A recent Court of Appeal decision means that occupational pensions cannot be drawn while still working for the same employer - even in a different capacity.

Entitlement to benefits on "retirement" - when can pensions be drawn?

The case of Venables v Hornby was heard this year in the Court of Appeal. The effect of the decision, handed down on 18 September 2002, is that employees will not be able to draw a pension if they simply alter or reduce their role in the company.

The Court decided that, unless there is a strong indication of contrary intention in the pension scheme rules, the concept of retirement should be interpreted in line with the Income and Corporation Taxes Act 1988 (the "Taxes Act"). Although the word "retirement" is not specifically defined by the Taxes Act, the Venables case offers some very useful guidance:

• "Retirement" means cessation of service as an employee of the relevant employer. It does not include a change in the nature of service with the same employer.

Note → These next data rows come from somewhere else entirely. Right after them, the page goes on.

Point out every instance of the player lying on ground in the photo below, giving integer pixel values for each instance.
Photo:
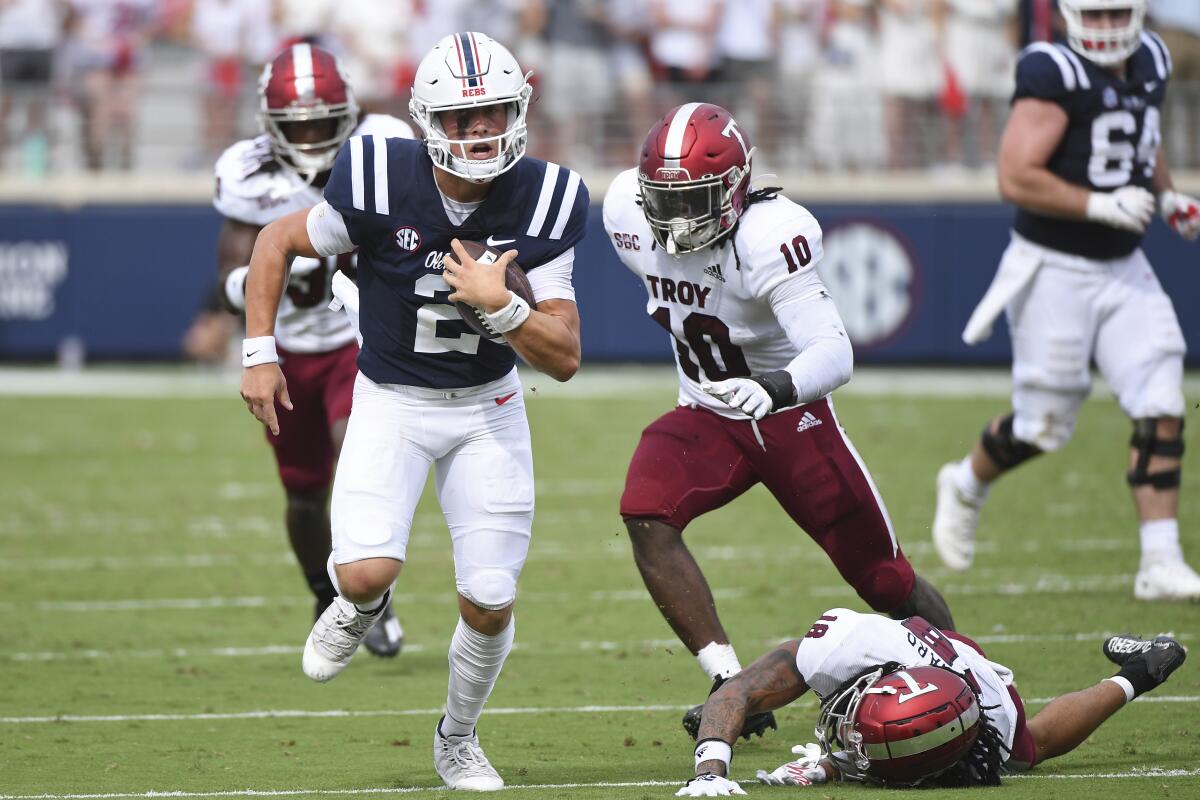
(904, 703)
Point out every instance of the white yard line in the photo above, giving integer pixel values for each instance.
(1153, 773)
(593, 380)
(301, 714)
(535, 648)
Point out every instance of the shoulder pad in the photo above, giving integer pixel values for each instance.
(384, 125)
(561, 206)
(1152, 58)
(1049, 71)
(621, 199)
(244, 158)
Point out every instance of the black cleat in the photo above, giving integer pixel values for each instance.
(1159, 656)
(754, 725)
(385, 637)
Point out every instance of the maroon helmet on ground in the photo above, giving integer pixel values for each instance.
(306, 107)
(695, 176)
(903, 726)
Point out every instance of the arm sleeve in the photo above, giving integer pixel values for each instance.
(552, 280)
(327, 230)
(809, 317)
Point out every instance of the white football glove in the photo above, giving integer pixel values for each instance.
(804, 770)
(709, 786)
(1129, 208)
(1181, 212)
(742, 394)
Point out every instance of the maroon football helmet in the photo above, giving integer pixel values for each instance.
(694, 175)
(306, 107)
(904, 726)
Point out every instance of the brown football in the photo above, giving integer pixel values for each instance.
(514, 278)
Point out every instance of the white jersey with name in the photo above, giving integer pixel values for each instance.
(255, 188)
(843, 644)
(719, 304)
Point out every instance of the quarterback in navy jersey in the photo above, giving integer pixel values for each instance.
(1081, 161)
(431, 392)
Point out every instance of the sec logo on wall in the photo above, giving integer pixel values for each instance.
(873, 277)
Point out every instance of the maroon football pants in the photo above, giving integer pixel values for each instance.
(691, 461)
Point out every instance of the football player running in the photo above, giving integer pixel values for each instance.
(306, 112)
(731, 276)
(1081, 160)
(904, 703)
(430, 392)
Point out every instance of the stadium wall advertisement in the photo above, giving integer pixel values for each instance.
(123, 282)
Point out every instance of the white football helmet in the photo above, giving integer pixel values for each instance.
(463, 71)
(1103, 46)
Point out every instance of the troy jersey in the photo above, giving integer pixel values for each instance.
(385, 191)
(255, 188)
(717, 304)
(1111, 138)
(844, 644)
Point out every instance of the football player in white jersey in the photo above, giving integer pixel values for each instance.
(904, 703)
(306, 110)
(432, 394)
(731, 276)
(1081, 161)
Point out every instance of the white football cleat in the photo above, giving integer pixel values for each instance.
(1167, 579)
(335, 636)
(462, 764)
(954, 522)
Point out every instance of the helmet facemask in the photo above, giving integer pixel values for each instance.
(447, 152)
(835, 726)
(310, 158)
(690, 215)
(1103, 46)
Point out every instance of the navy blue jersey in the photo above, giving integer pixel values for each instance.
(1111, 138)
(412, 334)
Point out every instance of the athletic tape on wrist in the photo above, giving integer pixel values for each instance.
(714, 750)
(509, 318)
(259, 349)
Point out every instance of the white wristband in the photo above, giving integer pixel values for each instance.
(714, 750)
(235, 288)
(259, 349)
(509, 318)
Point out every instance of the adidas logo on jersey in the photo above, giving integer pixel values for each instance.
(808, 421)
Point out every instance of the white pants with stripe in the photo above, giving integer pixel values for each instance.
(1073, 311)
(477, 440)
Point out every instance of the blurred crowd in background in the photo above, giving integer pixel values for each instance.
(165, 85)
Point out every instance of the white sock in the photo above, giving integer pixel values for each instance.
(969, 485)
(719, 660)
(1161, 540)
(475, 661)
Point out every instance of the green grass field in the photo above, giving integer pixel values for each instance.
(151, 617)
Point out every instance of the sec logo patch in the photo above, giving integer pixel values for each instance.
(408, 239)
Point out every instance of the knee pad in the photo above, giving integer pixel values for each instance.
(1006, 450)
(490, 589)
(1146, 443)
(886, 587)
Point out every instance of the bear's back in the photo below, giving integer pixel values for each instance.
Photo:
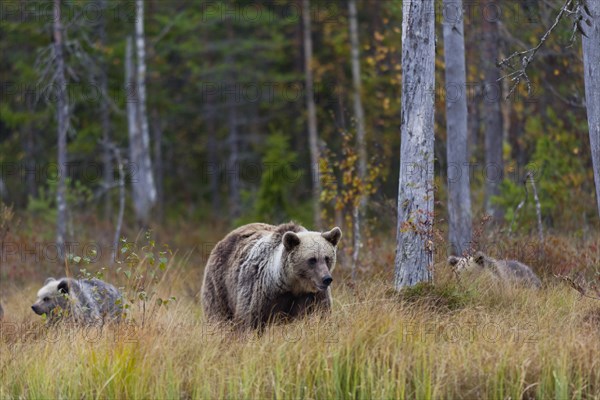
(220, 287)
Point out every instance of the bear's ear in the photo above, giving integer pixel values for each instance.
(290, 240)
(479, 258)
(63, 287)
(333, 236)
(452, 260)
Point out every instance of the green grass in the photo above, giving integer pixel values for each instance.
(447, 341)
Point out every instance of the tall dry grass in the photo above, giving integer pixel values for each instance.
(473, 340)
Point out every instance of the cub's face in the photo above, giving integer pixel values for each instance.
(467, 264)
(311, 259)
(51, 296)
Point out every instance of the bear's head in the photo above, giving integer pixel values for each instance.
(468, 264)
(52, 297)
(310, 259)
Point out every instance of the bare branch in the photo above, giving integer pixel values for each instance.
(571, 8)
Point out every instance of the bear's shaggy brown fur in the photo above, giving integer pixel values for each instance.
(259, 273)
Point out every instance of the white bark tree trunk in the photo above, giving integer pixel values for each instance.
(359, 116)
(144, 189)
(414, 246)
(459, 192)
(591, 65)
(62, 118)
(492, 115)
(107, 168)
(312, 115)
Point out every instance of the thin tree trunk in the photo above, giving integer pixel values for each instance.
(62, 117)
(158, 164)
(119, 223)
(492, 96)
(312, 115)
(591, 65)
(107, 168)
(414, 246)
(359, 116)
(233, 167)
(459, 189)
(144, 188)
(213, 169)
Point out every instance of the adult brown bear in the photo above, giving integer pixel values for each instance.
(259, 273)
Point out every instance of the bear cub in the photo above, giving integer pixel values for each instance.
(505, 270)
(261, 273)
(82, 301)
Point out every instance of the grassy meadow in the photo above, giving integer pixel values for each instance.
(456, 339)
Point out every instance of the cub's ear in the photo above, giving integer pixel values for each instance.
(63, 287)
(333, 236)
(290, 240)
(452, 260)
(479, 258)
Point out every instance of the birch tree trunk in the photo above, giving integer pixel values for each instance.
(107, 169)
(591, 64)
(158, 164)
(360, 130)
(144, 189)
(62, 118)
(492, 113)
(459, 192)
(312, 115)
(233, 172)
(414, 246)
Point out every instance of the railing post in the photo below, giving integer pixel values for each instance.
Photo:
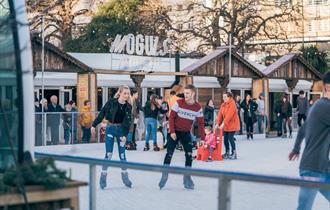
(92, 187)
(224, 191)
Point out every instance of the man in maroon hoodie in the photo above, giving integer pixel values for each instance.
(183, 113)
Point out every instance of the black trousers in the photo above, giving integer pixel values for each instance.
(300, 118)
(133, 134)
(185, 139)
(228, 138)
(249, 125)
(55, 130)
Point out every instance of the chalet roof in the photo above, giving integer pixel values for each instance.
(221, 51)
(288, 58)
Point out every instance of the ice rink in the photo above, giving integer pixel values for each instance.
(262, 156)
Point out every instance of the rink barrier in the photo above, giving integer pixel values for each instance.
(225, 177)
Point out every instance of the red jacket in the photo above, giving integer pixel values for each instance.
(228, 115)
(183, 115)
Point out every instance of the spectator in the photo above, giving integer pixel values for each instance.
(228, 121)
(209, 113)
(261, 117)
(74, 128)
(238, 106)
(302, 107)
(86, 120)
(136, 108)
(285, 113)
(67, 123)
(249, 107)
(38, 122)
(53, 119)
(151, 111)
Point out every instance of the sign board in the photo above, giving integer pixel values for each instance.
(140, 45)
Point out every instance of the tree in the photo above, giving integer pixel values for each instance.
(114, 17)
(213, 22)
(315, 57)
(58, 18)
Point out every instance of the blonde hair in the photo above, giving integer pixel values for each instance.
(121, 89)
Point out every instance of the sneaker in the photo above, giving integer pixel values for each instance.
(163, 180)
(156, 148)
(103, 180)
(188, 183)
(125, 179)
(146, 147)
(233, 156)
(225, 156)
(179, 147)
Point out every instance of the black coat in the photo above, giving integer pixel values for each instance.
(278, 110)
(252, 106)
(208, 115)
(109, 111)
(54, 119)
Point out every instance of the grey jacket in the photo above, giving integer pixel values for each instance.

• "Employee", in relation to a company, includes any director of the company, whether executive or non-executive. Therefore, Mr Venables, who was an executive director who became a non-executive director, did not alter his status as an "employee". He could not be said to have "retired" and was not therefore able to draw a pension. It may, however, be possible to draw a pension whilst continuing in some sort of consultative capacity, but not if this amounts to being an officer or employee of the company.

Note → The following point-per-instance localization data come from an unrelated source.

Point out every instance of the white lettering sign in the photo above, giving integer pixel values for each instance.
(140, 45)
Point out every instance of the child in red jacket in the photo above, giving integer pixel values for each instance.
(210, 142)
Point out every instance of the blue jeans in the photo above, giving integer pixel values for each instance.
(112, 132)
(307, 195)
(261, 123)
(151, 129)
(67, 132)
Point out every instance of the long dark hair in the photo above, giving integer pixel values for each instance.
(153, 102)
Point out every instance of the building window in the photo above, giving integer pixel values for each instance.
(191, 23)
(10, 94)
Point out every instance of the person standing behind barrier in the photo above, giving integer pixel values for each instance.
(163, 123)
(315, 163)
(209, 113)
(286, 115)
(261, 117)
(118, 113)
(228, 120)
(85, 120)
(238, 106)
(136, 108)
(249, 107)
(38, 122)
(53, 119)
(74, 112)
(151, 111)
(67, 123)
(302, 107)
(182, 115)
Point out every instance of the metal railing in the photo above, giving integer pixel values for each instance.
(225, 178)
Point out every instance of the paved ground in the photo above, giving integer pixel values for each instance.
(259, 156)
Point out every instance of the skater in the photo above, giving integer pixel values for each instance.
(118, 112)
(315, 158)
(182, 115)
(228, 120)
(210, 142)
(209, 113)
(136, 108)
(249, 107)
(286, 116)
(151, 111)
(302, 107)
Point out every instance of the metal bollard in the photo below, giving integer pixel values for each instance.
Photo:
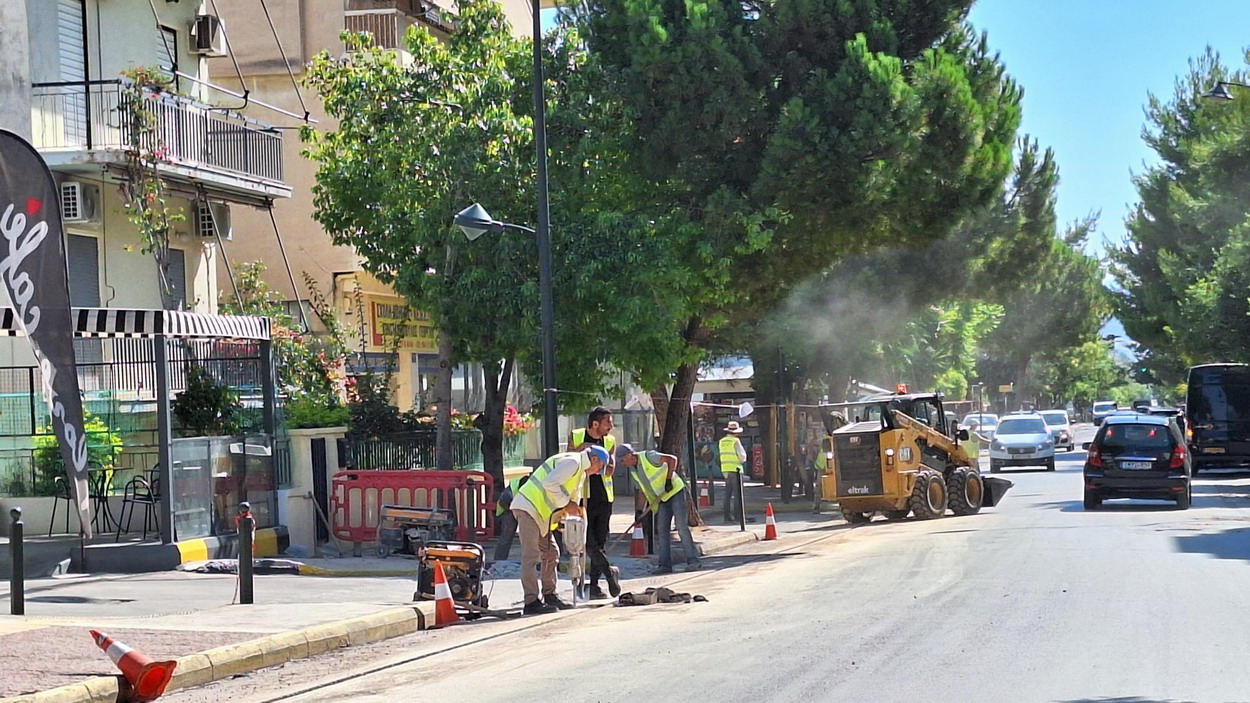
(18, 578)
(246, 527)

Can a scheme be tailored so as to avoid these legislative definitions?

The Venables case says that terms such as "retirement" and "employment" are to be read in accordance with the Act in the absence of a strong indication that this is not the intention of the parties. In theory, therefore, it is possible to define "retirement" in scheme rules as "retirement from service as an executive director", or to define "service" as "service as an executive director". With careful planning and consideration of the terms of employment, and subject to the Inland Revenue approving any change in the pension scheme wording, it may be possible still for a pension to be drawn on a change of roles within a company rather than on cessation of employment with that company.

Is this the final position?

The Venables case is a very recent Court of Appeal decision and may, therefore, be appealed to the House of Lords. Leave to appeal has been refused, but there are still avenues open for an appeal. Furthermore, the Government published on 17 December 2002 yet more proposals for pension reform. The consultation document proposes that pension schemes should be allowed to let people take retirement benefits even if they continue in the same employment in a reduced role.

Summary

• At present, it is not possible to draw on an occupational pension scheme while still working for the same employer in an altered or reduced role.

• It may be possible to overcome this problem by careful planning, but any such route needs Inland Revenue approval.

• There is likely to be a relaxation of this rule following the Government consultation but the timing of any change is as yet not settled.